Wide data, as seen above, can be quite useful. But what if we wanted to figure out the total of salaries year-by-year?

This type of calculation is a natural fit for the `pandas.DataFrame.groupby` method.

Alas, our wide data structure is not optimal for the `groupby` operation.

Instead, a "long" data set such as below would simplify things. 

Below, notice how the columns for each year in the "wide" data set have been transformed into values for a new `year` column.

The table is literally longer (and less wide), hence the name "long" data.

In [None]:
from IPython.display import HTML, display

html = [
'<table><tr><td>name</td><td>year</td><td>salary</td></tr>'
]
for row in salaries:
    for year in ['2022', '2023']:
        tr = f"<tr><td>{row['name']}</td><td>{year}</td><td>{row[year]}</td></tr>"
        html.append(tr)
html.append('</table>')
display(HTML(''.join(html)))

### Melting data

To reshape data from wide to long, we can use a DataFrame's `melt` method.

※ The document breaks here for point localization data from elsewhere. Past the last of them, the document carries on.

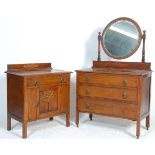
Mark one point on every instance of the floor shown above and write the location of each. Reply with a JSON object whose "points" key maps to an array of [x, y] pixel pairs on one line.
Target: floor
{"points": [[100, 127]]}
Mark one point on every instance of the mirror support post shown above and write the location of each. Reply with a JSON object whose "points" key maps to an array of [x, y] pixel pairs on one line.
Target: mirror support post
{"points": [[99, 49], [143, 50]]}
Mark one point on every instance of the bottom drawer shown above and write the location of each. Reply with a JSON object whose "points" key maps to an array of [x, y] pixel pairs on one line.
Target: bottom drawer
{"points": [[109, 108]]}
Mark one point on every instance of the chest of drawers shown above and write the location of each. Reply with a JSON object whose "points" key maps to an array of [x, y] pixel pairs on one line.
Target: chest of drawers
{"points": [[115, 89], [35, 91]]}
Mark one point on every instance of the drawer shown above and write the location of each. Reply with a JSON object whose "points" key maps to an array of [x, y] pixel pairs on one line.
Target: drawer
{"points": [[108, 80], [47, 80], [110, 108], [108, 93]]}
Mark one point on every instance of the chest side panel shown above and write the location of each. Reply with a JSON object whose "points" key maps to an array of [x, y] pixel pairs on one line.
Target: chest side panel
{"points": [[15, 95]]}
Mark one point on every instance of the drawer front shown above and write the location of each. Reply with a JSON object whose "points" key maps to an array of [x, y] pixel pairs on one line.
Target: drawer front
{"points": [[46, 80], [108, 80], [108, 93], [117, 109]]}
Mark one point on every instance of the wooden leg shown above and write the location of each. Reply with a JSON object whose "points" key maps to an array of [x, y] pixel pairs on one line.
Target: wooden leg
{"points": [[147, 122], [91, 116], [8, 122], [51, 118], [67, 119], [24, 129], [77, 118], [138, 129]]}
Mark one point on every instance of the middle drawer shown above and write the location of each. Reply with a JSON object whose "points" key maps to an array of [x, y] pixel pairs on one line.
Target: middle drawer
{"points": [[107, 92], [108, 80]]}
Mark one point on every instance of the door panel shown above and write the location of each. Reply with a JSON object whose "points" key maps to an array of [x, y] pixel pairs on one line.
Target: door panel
{"points": [[33, 96], [48, 99]]}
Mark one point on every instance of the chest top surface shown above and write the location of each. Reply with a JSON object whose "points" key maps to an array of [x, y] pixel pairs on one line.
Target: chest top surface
{"points": [[35, 69], [120, 68]]}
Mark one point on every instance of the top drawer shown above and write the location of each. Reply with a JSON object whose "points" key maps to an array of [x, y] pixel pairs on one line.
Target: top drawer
{"points": [[47, 80], [107, 80]]}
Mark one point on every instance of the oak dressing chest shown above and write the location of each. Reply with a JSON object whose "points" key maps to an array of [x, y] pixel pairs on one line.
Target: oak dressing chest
{"points": [[114, 88]]}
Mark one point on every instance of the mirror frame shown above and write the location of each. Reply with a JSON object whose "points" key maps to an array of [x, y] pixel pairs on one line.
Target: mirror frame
{"points": [[140, 37]]}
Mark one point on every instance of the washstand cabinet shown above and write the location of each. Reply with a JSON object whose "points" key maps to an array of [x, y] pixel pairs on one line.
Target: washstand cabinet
{"points": [[36, 91], [115, 88]]}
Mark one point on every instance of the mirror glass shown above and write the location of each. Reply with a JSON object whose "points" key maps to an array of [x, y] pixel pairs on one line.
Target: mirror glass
{"points": [[120, 39]]}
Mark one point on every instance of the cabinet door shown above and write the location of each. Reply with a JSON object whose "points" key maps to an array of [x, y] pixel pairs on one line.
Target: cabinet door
{"points": [[48, 100]]}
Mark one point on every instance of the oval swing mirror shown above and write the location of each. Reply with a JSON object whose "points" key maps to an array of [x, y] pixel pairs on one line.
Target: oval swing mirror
{"points": [[121, 38]]}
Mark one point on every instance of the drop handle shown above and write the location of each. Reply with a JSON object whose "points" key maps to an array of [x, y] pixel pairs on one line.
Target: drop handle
{"points": [[36, 83], [124, 83], [124, 95], [87, 91], [62, 79], [88, 78], [87, 105]]}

It can be a bit tricky to use, so here's an annotated snippet.

In [None]:
long_data = df.melt(
    id_vars=['name'], # Column(s) to use an identifier variable
    var_name='year', # The name of the new column, or variable, we're generating
    value_vars=['2022', '2023'] # The columns we'll use to populate the values for the new "year" column
).rename({'value': 'salary'}, axis=1) # we'll rename the resulting "value" column for clarity 

long_data

Ok, now we're ready to group our data by year to figure out which year had the highest salary figure.

> Note, to improve readability, we're using parentheses to write a multi-line code statement. Python effectively treats this as one big line, without having to use line-break or escape characters.

In [None]:
(
    long_data
        .groupby('year')
        .salary  # Select the year column
        .sum()   # Sum the salaries for each year
        .reset_index() # Restore our DataFrame
        .sort_values('salary', ascending=False) # Sort in reverse order
)

## Pivoting Data

It's also, of course, possible to go from long to wide data. 

Let's say that our original data was in "long" format.

In order to calculate each person's raise between 2022 and 2023, we would want our data to be in wide format, similar to how we started this exercise.

In this case, the `pandas.DataFrame.pivot` method is our friend.

In [None]:
long_data.pivot_table(
    index='name',
    columns='year',
    values='salary'
).reset_index()


## Keep learning

Pivots can be tricky to get right, and there are plenty of resources online that help explain the concept.

Here's the official pandas tutorial on [Reshaping and Pivot Tables](https://pandas.pydata.org/pandas-docs/stable/user_guide/reshaping.html).

And [another tutorial](https://hausetutorials.netlify.app/posts/2020-05-17-reshape-python-pandas-dataframe-from-long-to-wide-with-pivottable/#long-to-wide-with-pivot_table) that includes some helpful visuals and a variety of related techniques such as aggregating column and row values when you pivot.